Binary data structure for fast searching

Binary data structure for fast searching - c++

I'm looking for a binary data structure (tree, list) that enables very fast searching. I'll only add/remove items at the beginning/end of the program, all at once. So it's gonna be fixed-sized, thus I don't really care about the insertion/deletion speed. Basically what I'm looking for is a structure that provides fast searching and doesn't use much memory.
Thanks

Look up the Unordered set in the Boost C++ library here. Unlike red-black trees, which are O(log n) for searching, the unordered set is based on a hash, and on average gives you O(1) search performance.

One container not to be overlooked is a sorted std::vector.
It definitely wins on the memory consumption, especially if you can reserve() the correct amount up front.

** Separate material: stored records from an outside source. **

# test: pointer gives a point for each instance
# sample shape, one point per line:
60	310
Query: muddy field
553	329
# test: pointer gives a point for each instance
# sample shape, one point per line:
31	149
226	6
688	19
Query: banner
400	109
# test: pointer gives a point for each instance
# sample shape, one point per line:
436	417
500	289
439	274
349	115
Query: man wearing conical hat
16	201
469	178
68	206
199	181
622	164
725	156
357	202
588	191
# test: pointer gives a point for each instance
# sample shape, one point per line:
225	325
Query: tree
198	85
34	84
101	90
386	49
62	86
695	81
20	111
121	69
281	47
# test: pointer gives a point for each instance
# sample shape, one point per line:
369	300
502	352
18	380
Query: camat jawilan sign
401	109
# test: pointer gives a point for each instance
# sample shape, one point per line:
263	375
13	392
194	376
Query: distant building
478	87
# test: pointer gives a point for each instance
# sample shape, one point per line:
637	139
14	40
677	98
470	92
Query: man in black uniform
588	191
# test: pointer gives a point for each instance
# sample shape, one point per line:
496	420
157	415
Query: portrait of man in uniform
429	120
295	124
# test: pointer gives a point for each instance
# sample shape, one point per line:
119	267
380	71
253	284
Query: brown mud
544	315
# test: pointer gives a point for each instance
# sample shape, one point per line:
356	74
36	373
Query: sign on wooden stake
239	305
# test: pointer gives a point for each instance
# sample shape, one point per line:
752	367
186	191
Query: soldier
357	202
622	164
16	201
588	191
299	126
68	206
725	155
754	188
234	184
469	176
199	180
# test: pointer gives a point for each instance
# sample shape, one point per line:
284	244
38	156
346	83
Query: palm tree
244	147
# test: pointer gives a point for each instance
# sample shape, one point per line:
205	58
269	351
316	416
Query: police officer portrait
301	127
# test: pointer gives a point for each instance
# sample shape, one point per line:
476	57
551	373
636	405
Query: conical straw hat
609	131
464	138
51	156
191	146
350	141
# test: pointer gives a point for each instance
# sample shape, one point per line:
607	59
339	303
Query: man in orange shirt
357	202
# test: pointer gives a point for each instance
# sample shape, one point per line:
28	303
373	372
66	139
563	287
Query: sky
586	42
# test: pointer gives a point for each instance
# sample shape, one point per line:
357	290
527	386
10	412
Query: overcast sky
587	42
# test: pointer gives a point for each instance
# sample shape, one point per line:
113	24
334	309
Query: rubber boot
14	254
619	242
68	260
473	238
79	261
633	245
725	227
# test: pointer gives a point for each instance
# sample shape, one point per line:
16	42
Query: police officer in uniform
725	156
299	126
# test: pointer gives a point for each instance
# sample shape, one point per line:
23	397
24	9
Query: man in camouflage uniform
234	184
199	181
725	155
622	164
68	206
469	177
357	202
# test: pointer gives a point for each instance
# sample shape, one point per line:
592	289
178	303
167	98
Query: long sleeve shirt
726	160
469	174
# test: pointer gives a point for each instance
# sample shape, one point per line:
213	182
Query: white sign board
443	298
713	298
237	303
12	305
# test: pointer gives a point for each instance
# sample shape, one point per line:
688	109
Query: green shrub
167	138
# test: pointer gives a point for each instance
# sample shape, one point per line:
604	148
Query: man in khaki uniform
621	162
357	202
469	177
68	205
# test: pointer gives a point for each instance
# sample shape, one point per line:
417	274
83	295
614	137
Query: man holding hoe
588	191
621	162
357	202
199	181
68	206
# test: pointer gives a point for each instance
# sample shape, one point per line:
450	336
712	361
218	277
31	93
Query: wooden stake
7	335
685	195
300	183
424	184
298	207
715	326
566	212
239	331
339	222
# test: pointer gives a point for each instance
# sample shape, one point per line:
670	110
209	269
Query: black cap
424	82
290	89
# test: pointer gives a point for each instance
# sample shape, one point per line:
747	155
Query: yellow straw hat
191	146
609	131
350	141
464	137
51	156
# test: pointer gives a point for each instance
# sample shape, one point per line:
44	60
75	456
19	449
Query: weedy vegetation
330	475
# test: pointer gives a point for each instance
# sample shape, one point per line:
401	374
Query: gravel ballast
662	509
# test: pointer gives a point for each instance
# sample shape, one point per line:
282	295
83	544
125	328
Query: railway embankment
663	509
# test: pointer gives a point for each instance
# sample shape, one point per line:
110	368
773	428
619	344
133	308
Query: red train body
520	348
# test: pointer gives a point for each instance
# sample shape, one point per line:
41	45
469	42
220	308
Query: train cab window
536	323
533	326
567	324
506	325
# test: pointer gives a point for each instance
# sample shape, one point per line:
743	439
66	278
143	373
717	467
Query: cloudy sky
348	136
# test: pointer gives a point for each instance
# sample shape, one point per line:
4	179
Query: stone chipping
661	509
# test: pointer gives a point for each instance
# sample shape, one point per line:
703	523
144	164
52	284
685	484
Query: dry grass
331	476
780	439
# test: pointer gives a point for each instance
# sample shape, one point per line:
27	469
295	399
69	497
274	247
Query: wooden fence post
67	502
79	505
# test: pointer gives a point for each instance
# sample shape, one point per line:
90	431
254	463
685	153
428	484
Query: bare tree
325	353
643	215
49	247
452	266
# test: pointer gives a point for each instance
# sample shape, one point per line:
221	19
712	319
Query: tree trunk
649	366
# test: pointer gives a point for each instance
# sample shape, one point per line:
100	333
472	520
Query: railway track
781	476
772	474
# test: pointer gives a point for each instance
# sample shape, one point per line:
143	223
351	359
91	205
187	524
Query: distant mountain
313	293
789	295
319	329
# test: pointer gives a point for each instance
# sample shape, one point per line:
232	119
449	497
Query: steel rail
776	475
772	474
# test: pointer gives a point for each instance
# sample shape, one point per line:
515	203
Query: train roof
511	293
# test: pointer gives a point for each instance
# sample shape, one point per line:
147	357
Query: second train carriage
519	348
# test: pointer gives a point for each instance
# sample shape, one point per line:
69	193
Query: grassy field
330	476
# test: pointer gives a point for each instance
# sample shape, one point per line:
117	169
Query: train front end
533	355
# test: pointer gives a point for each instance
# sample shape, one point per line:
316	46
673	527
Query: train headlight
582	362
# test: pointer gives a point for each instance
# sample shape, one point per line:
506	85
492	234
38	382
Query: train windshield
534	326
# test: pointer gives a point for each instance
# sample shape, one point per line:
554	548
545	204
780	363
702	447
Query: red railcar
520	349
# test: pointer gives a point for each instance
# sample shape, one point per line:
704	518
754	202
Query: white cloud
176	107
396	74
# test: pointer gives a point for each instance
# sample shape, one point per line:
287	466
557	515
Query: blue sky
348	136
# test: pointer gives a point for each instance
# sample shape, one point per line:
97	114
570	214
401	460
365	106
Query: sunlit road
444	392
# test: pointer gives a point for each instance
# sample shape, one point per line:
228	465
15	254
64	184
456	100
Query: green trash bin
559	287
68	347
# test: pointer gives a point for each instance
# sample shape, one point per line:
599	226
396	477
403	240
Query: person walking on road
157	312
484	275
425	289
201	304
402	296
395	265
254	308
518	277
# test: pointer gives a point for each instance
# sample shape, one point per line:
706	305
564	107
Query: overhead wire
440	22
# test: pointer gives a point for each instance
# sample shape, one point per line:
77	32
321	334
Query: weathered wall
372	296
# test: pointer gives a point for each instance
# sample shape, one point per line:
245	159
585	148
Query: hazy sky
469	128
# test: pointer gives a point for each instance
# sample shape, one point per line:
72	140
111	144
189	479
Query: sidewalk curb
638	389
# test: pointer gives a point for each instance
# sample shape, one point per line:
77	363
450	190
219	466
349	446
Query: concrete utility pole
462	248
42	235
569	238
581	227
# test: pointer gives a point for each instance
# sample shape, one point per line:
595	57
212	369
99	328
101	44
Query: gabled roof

So the key can be a simple type and the value is a smallish structure of five pointers.
With only 50 elements it starts getting small enough that the Big-O theoretical performance may be overshadowed or at least measurable affected by the fixed time overhead of the algorithm or structure.
For example an array a vector with linear search is often the fastest with less than ten elements because of its simple structure and tight memory.
I would wrap the container and run real data on it with timing. Start with STL's vector, go to the standard STL map, upgrade to unordered_map and maybe even try Google's dense or sparse_hash_map:
http://google-sparsehash.googlecode.com/svn/trunk/doc/performance.html

One efficient (albeit a teeny bit confusing) algorithm is the Red-Black tree.
Internally, the c++ standard library uses Red-Black trees to implement std::map - see this question

The std::map and hash map are good choices. They also have constructors to ease one time construction.
The hash map puts key data into a function that returns an array index. This may be slower than an std::map, but only profiling will tell.
My preference would be std::map, as it is usually implemented as a type of binary tree.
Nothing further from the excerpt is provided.